6. The quantization method of claim 1, further comprising, when the calculated absolute value of the maximum frequency spectrum of the first frame of audio data is 0, assigning a preset constant value as an initial value of a common scale factor of the first frame of audio data.

7. The quantization method of claim 1, further comprising adjusting the common scale factor such that a number of bits used to encode the quantized data does not exceed a number of available bits.

8. The quantization method of claim 7, wherein adjusting the common scale factor comprises:

calculating the number of bits used to encode the quantized data;

comparing the calculated number of bits used to encode the quantized data and the number of available bits; and

when, as a result of the comparison, the calculated number of bits used to encode the quantized data exceeds the number of available bits, adjusting the common scale factor.

9. The quantization method of claim 7, further comprising adjusting the common scale factor such that a value representing a difference between the number of bits used in encoding the quantized data and the number of available bits does not exceed a threshold value.
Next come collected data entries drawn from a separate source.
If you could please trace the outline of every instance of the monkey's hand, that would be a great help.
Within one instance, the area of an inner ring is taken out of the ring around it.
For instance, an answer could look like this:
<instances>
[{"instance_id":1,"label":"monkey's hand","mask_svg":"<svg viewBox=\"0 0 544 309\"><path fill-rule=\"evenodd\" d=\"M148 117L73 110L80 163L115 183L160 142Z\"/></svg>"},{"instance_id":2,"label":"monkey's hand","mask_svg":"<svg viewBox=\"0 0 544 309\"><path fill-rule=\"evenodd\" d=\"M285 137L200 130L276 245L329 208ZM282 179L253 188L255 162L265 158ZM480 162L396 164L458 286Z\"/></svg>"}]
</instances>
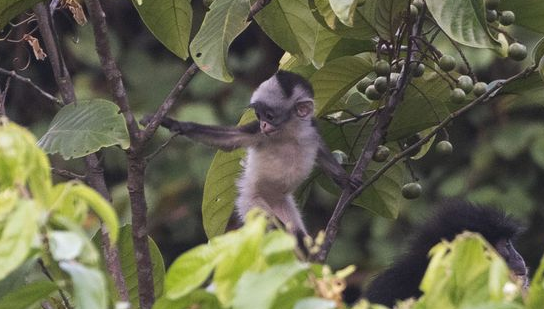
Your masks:
<instances>
[{"instance_id":1,"label":"monkey's hand","mask_svg":"<svg viewBox=\"0 0 544 309\"><path fill-rule=\"evenodd\" d=\"M348 179L349 187L351 188L351 191L355 191L359 189L363 185L363 182L359 179L355 179L353 177L350 177Z\"/></svg>"}]
</instances>

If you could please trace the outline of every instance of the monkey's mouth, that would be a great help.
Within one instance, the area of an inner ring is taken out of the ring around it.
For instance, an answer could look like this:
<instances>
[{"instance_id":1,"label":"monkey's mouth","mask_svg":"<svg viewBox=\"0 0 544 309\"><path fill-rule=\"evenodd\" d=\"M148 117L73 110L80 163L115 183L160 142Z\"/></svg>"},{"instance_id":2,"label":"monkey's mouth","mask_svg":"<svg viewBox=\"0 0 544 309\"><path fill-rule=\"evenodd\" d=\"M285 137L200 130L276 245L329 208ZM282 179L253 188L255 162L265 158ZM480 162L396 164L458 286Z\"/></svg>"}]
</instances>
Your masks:
<instances>
[{"instance_id":1,"label":"monkey's mouth","mask_svg":"<svg viewBox=\"0 0 544 309\"><path fill-rule=\"evenodd\" d=\"M266 136L274 136L274 135L278 134L279 131L280 130L278 130L278 129L274 129L274 130L266 130L266 131L262 131L262 132Z\"/></svg>"}]
</instances>

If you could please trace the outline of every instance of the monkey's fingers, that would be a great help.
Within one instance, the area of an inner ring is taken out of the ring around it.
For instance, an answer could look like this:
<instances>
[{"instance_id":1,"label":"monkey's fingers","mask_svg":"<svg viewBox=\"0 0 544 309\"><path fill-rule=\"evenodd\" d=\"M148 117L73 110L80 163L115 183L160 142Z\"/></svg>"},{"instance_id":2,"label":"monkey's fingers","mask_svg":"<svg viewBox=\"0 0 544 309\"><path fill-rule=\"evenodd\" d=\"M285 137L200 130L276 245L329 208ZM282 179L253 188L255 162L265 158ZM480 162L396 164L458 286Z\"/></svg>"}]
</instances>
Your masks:
<instances>
[{"instance_id":1,"label":"monkey's fingers","mask_svg":"<svg viewBox=\"0 0 544 309\"><path fill-rule=\"evenodd\" d=\"M361 187L363 185L363 182L361 180L359 180L359 179L350 178L349 179L349 185L351 187L351 190L355 191L355 190L359 189L359 187Z\"/></svg>"}]
</instances>

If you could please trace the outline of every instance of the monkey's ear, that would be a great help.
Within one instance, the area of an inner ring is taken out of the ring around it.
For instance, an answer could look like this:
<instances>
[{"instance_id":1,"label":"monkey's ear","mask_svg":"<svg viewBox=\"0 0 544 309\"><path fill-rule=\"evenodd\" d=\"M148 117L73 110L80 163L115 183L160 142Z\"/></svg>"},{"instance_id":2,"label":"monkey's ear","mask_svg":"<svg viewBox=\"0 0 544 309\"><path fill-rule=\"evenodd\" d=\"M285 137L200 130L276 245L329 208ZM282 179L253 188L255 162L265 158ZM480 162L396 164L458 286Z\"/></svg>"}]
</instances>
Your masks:
<instances>
[{"instance_id":1,"label":"monkey's ear","mask_svg":"<svg viewBox=\"0 0 544 309\"><path fill-rule=\"evenodd\" d=\"M313 101L300 101L295 104L297 116L306 117L314 112Z\"/></svg>"}]
</instances>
10. The quantization method of claim 1, further comprising a band scale factor corresponding to each frequency band in the frequency spectrum data of the first frame of audio data such that a distortion associated with each frequency band does not exceed an allowed distortion for the corresponding frequency band.
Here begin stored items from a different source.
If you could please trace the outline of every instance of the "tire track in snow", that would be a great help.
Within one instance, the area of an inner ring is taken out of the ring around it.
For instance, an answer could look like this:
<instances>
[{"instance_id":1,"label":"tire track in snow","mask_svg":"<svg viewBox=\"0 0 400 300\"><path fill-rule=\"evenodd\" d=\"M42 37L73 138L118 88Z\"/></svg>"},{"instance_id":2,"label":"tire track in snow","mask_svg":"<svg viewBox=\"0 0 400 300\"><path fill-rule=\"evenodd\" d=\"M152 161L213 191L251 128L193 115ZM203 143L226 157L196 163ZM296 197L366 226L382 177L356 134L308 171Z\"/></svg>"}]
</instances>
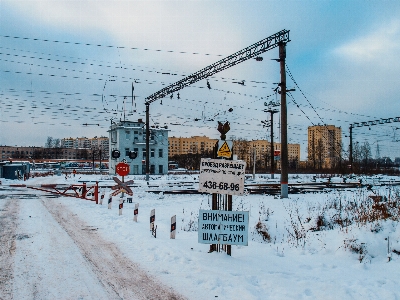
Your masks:
<instances>
[{"instance_id":1,"label":"tire track in snow","mask_svg":"<svg viewBox=\"0 0 400 300\"><path fill-rule=\"evenodd\" d=\"M8 199L0 211L0 299L13 299L13 256L16 250L19 200Z\"/></svg>"},{"instance_id":2,"label":"tire track in snow","mask_svg":"<svg viewBox=\"0 0 400 300\"><path fill-rule=\"evenodd\" d=\"M42 199L42 203L73 239L110 298L185 299L126 258L113 243L104 240L96 228L88 226L64 205L53 199Z\"/></svg>"}]
</instances>

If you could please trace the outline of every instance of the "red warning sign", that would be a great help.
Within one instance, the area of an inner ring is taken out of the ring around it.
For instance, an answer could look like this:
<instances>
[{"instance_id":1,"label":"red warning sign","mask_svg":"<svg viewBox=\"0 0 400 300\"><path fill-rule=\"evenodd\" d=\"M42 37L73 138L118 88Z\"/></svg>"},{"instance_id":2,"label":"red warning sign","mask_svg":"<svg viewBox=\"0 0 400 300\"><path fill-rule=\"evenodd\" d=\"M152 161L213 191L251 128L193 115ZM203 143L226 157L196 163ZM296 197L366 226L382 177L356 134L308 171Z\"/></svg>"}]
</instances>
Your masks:
<instances>
[{"instance_id":1,"label":"red warning sign","mask_svg":"<svg viewBox=\"0 0 400 300\"><path fill-rule=\"evenodd\" d=\"M129 174L129 165L126 163L120 162L115 166L115 172L119 176L126 176Z\"/></svg>"}]
</instances>

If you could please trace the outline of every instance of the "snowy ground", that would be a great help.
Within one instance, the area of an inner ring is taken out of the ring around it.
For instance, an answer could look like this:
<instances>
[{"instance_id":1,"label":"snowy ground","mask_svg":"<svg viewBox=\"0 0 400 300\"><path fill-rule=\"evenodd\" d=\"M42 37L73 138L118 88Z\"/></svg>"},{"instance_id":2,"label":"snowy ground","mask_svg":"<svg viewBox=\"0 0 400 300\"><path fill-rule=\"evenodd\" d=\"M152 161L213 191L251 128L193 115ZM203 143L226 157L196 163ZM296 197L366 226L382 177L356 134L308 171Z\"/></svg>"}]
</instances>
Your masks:
<instances>
[{"instance_id":1,"label":"snowy ground","mask_svg":"<svg viewBox=\"0 0 400 300\"><path fill-rule=\"evenodd\" d=\"M265 182L266 177L257 177L256 182ZM342 208L365 201L373 194L366 188L288 199L234 196L233 210L250 214L249 245L232 246L228 256L208 253L209 245L198 243L198 211L211 209L210 195L148 193L142 177L125 178L129 179L137 187L133 203L124 204L122 215L118 196L107 208L110 189L105 189L103 205L96 205L26 188L11 191L7 186L16 181L2 180L0 299L400 298L398 221L329 223L338 213L333 205ZM363 177L363 182L391 179ZM78 180L114 184L109 176L89 175L37 177L24 183ZM153 178L150 185L167 187L178 180L192 181L197 189L196 176ZM289 177L289 183L302 180L311 176ZM390 200L397 188L386 184L374 186L373 191ZM135 203L139 203L138 222L133 221ZM149 230L151 209L156 212L157 238ZM346 213L340 210L342 219ZM175 240L169 234L173 215L177 216ZM310 230L321 215L324 226ZM270 241L257 232L259 220ZM351 251L356 248L362 251Z\"/></svg>"}]
</instances>

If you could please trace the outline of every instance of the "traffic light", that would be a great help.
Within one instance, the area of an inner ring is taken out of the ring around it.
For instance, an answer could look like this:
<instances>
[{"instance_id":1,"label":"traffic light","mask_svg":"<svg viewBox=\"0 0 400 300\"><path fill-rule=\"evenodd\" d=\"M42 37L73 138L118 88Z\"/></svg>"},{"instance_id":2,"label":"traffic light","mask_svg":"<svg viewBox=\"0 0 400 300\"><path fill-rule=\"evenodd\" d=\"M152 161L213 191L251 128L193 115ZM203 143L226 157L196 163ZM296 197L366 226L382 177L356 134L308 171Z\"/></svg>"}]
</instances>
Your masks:
<instances>
[{"instance_id":1,"label":"traffic light","mask_svg":"<svg viewBox=\"0 0 400 300\"><path fill-rule=\"evenodd\" d=\"M121 153L119 152L119 150L113 150L112 152L111 152L111 157L112 158L118 158L118 157L120 157L121 156Z\"/></svg>"},{"instance_id":2,"label":"traffic light","mask_svg":"<svg viewBox=\"0 0 400 300\"><path fill-rule=\"evenodd\" d=\"M136 151L129 151L128 154L130 159L135 159L137 157L137 152Z\"/></svg>"}]
</instances>

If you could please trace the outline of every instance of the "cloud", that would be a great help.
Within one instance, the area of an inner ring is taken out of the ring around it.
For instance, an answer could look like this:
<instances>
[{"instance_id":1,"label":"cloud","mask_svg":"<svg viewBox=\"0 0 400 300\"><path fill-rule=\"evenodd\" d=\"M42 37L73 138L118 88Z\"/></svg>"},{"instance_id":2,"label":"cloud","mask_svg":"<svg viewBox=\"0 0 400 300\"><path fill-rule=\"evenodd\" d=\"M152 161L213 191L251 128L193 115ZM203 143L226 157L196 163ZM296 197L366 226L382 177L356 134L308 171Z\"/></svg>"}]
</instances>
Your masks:
<instances>
[{"instance_id":1,"label":"cloud","mask_svg":"<svg viewBox=\"0 0 400 300\"><path fill-rule=\"evenodd\" d=\"M319 97L362 120L393 117L398 103L400 20L375 28L327 52L320 77Z\"/></svg>"},{"instance_id":2,"label":"cloud","mask_svg":"<svg viewBox=\"0 0 400 300\"><path fill-rule=\"evenodd\" d=\"M400 20L393 20L334 50L336 54L359 63L385 64L400 50ZM397 59L396 59L397 60Z\"/></svg>"}]
</instances>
11. A quantization apparatus for performing quantization of audio data using an audio encoder, the quantization apparatus comprising:

an initial value setting module configured to calculate an absolute value of a maximum frequency spectrum for each frame of the audio data by analyzing frequency spectrum data of a given frame of the audio data and to set an initial value of a common scale factor of the corresponding frame of the audio data according to an amount of a change in the calculated absolute values of the maximum frequency spectra between the frames of the audio data; and

at least one function module configured to quantize the frequency spectrum data based on the initial value of the common scale factor, set by the initial value setting module, and to adjust a common scale factor such that a number of bits used to encode the quantized data does not exceed a number of available bits,

wherein the initial value setting module is configured to calculate an absolute value of a maximum frequency spectrum of a given frame of the audio data and an absolute value of a maximum frequency spectrum of a frame of the audio data previous to the given frame and to compare the absolute value of the maximum frequency spectrum of the given frame of the audio data and the absolute value of the maximum frequency spectrum of the frame of the audio data previous to the given frame of the audio data using a specific comparison algorithm,

wherein the initial value setting module is configured to calculate a first binary log value by applying a first binary log calculation to the absolute value of the maximum frequency spectrum of the given frame of the audio data, calculate a second binary log value by applying a second binary log calculation to the absolute value of the maximum frequency spectrum of the frame of the audio data previous to the given frame of the audio data, and determine a calculation algorithm for calculating an initial value of a common scale factor of the current frame based on a difference value between the first binary log value and the second binary log value.

12. The quantization apparatus of claim 11, wherein the at least one function module comprises:

a quantization module configured to quantize frequency spectrum data of the given frame of the audio data based on an initial value of a common scale factor of the current frame of the audio data; and

an inner loop module configured to adjust the common scale factor such that a number of bits used to encode the data quantized by the quantization module does not exceed a number of available bits.

13. The quantization apparatus of claim 12, wherein the inner loop module is configured to adjust the common scale factor such that a difference value between the number of available bits and the number of bits used to encode the quantized data does not exceed a threshold value.